Let’s be clear, when some high skilled endodontist shows me significant scientific examples I listen to them, I make my objections and we discuss… But it is much harder and longer for anyone to close with the continuous wave of condensation than with Thermafil.That’s why in the end, many make use of more exotic techniques, from the Gutta Condensor to the McSpadden in order to close with hot gutta and to escape the difficult method (the wave of condensation) or the fake one (the Thermafil). Actually, with the continuous wave of condensation or with the classic Schilder technique, the level of criticality is higher. So much so that, with this technique, I was able to successfully perform not a single closure neither as a student nor when I had an experience of thousands of treated canals. I have the utmost respect for those who know how to use it fastly and flawlessly. It’s certainly my fault, I’m probably and incapable and dummy… but in the meantime I won a Lavagnoli Prize (an agreement of the SIE-Società Italiana di Endodonzia), I have a publication on the Journal of Endodontics and managed cases where I found 6 canals in a molar. And I work with the best microscope in the world. And the cases don’t come back. In endodontics as in the rest of dentistry, you need to select the least operator-dependent effective techniques as possible. Then it can happen to have that single case out of 50-100 in which another technique would have been the best solution enabling you to save 5 minutes, that’s ok you will accept it with light heart. The 100% success will always be an utopia. And anyway, in those sporadic cases where Thermafil creates some complications, you can still be successful. I think we will be able to prepare some online courses on Thermafil. Believe me, it’s a great technique! I’ve nothing against Mr.Kenshiro and his continuous condensation Technique, but I trust more the technique invented by Ben Johnson… that even if doped, he holds a real world record and knows what speed is about.

 

Ben Johnson. SEOUL, DEMOCRATIC PEOPLE’S REPUBLIC OF KOREA: Ben Johnson (R) of Canada crosses the finish line to win the Olympic 100 meter final in a world record 9.79 at the Olympic stadium 24 September 1988. At (L) US Carl Lewis took the second place.
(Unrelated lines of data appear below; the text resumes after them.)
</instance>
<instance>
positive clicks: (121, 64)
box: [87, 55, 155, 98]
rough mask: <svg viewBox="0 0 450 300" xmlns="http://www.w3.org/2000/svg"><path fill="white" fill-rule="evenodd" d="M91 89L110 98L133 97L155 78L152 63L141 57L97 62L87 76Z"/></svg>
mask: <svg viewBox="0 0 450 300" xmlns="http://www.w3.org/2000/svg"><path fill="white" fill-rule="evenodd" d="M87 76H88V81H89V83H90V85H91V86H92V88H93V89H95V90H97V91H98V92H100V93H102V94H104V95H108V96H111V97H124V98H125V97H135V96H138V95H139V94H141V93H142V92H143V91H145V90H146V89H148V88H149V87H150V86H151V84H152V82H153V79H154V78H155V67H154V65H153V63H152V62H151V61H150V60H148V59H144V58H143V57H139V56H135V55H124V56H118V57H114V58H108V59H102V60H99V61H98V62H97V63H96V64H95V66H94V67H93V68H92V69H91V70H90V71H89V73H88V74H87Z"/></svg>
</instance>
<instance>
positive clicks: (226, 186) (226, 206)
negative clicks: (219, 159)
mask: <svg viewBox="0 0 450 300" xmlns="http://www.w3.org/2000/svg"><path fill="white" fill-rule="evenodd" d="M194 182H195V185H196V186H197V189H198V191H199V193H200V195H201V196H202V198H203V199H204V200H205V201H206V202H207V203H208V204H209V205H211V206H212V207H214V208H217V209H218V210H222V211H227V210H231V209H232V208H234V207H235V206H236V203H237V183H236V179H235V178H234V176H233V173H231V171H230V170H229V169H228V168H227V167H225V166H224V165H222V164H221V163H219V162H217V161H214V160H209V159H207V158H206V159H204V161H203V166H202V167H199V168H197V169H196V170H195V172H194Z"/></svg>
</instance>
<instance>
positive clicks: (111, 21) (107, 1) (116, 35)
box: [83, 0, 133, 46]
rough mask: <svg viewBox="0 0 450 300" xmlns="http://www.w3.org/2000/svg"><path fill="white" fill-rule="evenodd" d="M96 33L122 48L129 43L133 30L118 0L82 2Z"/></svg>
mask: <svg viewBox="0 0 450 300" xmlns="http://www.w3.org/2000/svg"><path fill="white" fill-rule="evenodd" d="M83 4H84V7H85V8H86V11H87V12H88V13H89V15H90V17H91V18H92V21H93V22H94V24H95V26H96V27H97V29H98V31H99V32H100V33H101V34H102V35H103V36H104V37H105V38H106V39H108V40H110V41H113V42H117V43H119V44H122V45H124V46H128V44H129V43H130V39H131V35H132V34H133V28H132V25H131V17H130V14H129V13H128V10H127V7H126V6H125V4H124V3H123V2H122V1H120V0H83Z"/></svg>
Johnson was later disqualified for failing to pass a drug test. (Photo credit should read ROMEO GACAD/AFP/Getty Images)PRI101C;KOREA-BENJOHNSON

 

Moreover, I am a Silver Member of Style Italiano and I believe in the group’s motto: Feasable, Teachable, Repeatable. We need to teach things that work, simple and less operator-dependent. Let’s not invent complications and theories to make easy and effective things difficult. Such as Thermafil. If I wanted to learn how to use them but you do not know where to start I suggest you an interesting article by Enrico Cassai on the blog of our friends of Style Italiano about how to use them! Click here to take a look! Stay tuned!

Stefano

 

P.S. I apologize to Steve Buchanan and Ben Johnson, two great world- famous masters of endodontics! I took the liberty of joking a little … No intention of offending!